Es posible comer en las calles, dormir en los jardines y mear en las paredes. Sólo una conducta está prohibida y castigada: ser vasco

A Jesús Díez, navarro fino que se nos fue en plenos sanfermines

Ya se acabaron las fiestas de Iruñea dejando constancia de un pueblo tenaz en la defensa de su identidad y en la reivindicación de sus derechos. Los remilgados upeneos que la gobiernan consienten que se convierta por unos días en ciudad sin ley; es posible comer en las calles, dormir en los jardines y mear en las paredes. Sólo una conducta está prohibida y castigada: ser vasco. La plaza consistorial es defendida por una espesa guardia pretoriana para impedir la presencia de la ikurriña; las Casas Regionales gozan de tratamiento preferente mientras la barraca de Nafarroa Oinez -única superviviente al huracan Barcina- sigue ubicada en los confines de la fiesta.
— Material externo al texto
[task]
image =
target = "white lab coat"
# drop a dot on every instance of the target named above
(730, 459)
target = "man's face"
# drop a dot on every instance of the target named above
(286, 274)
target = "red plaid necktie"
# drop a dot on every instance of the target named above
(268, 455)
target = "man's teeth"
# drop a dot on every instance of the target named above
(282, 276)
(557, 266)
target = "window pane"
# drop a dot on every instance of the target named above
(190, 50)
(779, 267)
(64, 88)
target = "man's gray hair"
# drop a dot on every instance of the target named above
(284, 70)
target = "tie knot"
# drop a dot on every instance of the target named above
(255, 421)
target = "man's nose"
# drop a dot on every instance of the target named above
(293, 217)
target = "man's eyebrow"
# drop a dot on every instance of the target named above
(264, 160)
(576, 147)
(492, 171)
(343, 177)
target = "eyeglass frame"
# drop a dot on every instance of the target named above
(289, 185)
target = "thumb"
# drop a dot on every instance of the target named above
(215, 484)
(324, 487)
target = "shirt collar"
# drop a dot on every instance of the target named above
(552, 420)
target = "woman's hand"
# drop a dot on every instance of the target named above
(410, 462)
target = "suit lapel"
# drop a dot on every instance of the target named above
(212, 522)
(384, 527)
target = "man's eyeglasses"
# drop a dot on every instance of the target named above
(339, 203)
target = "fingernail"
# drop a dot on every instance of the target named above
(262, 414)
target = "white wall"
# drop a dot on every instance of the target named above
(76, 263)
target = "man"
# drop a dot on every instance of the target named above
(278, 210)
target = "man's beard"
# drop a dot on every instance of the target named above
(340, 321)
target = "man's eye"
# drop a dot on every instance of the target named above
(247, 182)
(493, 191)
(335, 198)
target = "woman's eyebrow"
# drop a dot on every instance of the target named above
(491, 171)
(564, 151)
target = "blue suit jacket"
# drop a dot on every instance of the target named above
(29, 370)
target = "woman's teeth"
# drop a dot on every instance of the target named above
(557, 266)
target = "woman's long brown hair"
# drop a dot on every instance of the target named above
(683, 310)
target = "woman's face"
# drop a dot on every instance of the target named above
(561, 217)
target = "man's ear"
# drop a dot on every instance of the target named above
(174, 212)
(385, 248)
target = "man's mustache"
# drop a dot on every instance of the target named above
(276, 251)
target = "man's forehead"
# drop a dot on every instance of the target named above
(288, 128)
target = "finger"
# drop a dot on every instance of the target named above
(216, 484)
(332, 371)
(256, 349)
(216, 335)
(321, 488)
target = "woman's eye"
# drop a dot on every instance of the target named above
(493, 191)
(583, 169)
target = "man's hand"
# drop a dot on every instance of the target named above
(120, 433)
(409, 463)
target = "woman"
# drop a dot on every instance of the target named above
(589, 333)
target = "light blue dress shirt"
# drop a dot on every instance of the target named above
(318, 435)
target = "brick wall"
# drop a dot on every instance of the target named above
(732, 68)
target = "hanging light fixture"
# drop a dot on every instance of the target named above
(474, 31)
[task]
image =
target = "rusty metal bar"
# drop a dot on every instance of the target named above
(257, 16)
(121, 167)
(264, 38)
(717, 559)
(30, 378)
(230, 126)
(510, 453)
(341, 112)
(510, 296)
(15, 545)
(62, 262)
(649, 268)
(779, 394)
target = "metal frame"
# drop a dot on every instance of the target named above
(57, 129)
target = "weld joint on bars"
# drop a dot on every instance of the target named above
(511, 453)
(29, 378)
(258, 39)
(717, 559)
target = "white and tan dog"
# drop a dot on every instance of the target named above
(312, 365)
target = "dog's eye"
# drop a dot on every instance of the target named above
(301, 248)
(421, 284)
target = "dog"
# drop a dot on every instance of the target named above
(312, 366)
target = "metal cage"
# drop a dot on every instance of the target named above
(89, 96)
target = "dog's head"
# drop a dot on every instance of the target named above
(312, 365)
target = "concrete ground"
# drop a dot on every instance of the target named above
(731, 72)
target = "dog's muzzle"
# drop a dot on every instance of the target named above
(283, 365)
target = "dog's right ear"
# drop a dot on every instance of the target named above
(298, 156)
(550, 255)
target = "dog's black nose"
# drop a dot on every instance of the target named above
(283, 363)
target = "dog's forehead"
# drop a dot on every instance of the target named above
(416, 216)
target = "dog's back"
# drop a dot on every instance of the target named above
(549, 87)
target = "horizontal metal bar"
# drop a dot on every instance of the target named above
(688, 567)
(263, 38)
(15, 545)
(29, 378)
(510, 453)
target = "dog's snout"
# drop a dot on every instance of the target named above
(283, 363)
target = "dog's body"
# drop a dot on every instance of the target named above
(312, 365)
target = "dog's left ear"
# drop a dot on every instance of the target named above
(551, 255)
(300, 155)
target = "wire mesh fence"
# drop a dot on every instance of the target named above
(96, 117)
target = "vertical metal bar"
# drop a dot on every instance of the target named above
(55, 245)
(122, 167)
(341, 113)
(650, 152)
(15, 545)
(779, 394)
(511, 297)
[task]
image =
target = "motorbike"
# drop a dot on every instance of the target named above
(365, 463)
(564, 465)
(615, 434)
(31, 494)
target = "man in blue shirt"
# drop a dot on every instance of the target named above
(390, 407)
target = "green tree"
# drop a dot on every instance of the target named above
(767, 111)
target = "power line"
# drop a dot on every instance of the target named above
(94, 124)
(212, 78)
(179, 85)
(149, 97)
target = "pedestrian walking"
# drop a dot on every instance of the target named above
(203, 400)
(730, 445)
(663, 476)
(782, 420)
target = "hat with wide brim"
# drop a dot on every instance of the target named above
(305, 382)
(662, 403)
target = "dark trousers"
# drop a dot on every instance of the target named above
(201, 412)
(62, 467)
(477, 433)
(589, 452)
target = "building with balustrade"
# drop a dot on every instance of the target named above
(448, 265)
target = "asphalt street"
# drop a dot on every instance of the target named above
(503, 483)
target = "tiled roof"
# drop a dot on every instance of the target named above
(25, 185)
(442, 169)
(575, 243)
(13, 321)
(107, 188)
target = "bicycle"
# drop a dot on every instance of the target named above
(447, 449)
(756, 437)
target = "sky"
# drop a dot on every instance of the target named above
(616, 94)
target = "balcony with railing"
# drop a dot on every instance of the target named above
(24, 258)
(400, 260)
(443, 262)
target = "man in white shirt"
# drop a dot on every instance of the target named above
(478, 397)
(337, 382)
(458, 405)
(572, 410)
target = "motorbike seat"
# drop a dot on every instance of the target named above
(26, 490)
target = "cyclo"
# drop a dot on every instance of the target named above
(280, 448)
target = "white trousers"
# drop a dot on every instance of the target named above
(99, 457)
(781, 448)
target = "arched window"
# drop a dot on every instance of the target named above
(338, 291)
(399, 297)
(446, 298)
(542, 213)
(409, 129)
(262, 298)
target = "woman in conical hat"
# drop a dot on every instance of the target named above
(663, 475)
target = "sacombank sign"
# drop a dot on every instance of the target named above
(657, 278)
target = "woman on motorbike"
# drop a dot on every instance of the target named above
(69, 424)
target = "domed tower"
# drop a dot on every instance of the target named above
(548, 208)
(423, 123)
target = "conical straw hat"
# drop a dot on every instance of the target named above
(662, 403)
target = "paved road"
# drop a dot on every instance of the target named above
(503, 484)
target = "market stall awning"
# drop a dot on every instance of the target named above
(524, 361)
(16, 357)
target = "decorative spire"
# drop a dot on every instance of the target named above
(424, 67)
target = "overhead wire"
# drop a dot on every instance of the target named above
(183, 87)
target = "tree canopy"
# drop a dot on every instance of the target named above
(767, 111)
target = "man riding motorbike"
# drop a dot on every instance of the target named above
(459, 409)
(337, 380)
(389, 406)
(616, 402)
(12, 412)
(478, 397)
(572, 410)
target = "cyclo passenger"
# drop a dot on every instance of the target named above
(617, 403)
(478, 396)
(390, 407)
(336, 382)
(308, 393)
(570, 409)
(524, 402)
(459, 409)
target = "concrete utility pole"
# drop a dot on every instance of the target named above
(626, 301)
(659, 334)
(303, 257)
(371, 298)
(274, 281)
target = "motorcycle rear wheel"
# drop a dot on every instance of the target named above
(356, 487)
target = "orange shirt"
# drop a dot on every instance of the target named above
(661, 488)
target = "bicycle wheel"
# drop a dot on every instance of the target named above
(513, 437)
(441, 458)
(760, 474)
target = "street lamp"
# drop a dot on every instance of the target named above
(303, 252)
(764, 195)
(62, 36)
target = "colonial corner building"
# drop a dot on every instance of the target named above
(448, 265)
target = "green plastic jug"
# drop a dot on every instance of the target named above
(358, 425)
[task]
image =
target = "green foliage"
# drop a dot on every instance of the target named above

Así y todo, los vestigios de un pueblo arraigado y creativo eran incontables en medio de aquella barahúnda foránea. Muchos y desafiantes balcones de Alde Zaharra exhibían los viejos símbolos del arrano y la enseña con las cadenas; otros se decantaban por la ikurriña, la banderola contra la dispersión y las proclamas a favor del euskera o de Gora Iruñea. Ejemplar clamor ciudadano frente a un gobierno municipal amordazante que no consigue silenciar las calles ni, menos aún, las balconadas. Este año las ikurriñas y la enhiesta bandera contra la dispersión consiguieron desbordar en la mañana del 6 de julio el cerco de los mastines. Lo suyo les costo. Cinco puntos de sutura en el brazo de un pensionista y muchas moraduras en cuerpos más jóvenes son algunas secuelas de la brutalidad municipal.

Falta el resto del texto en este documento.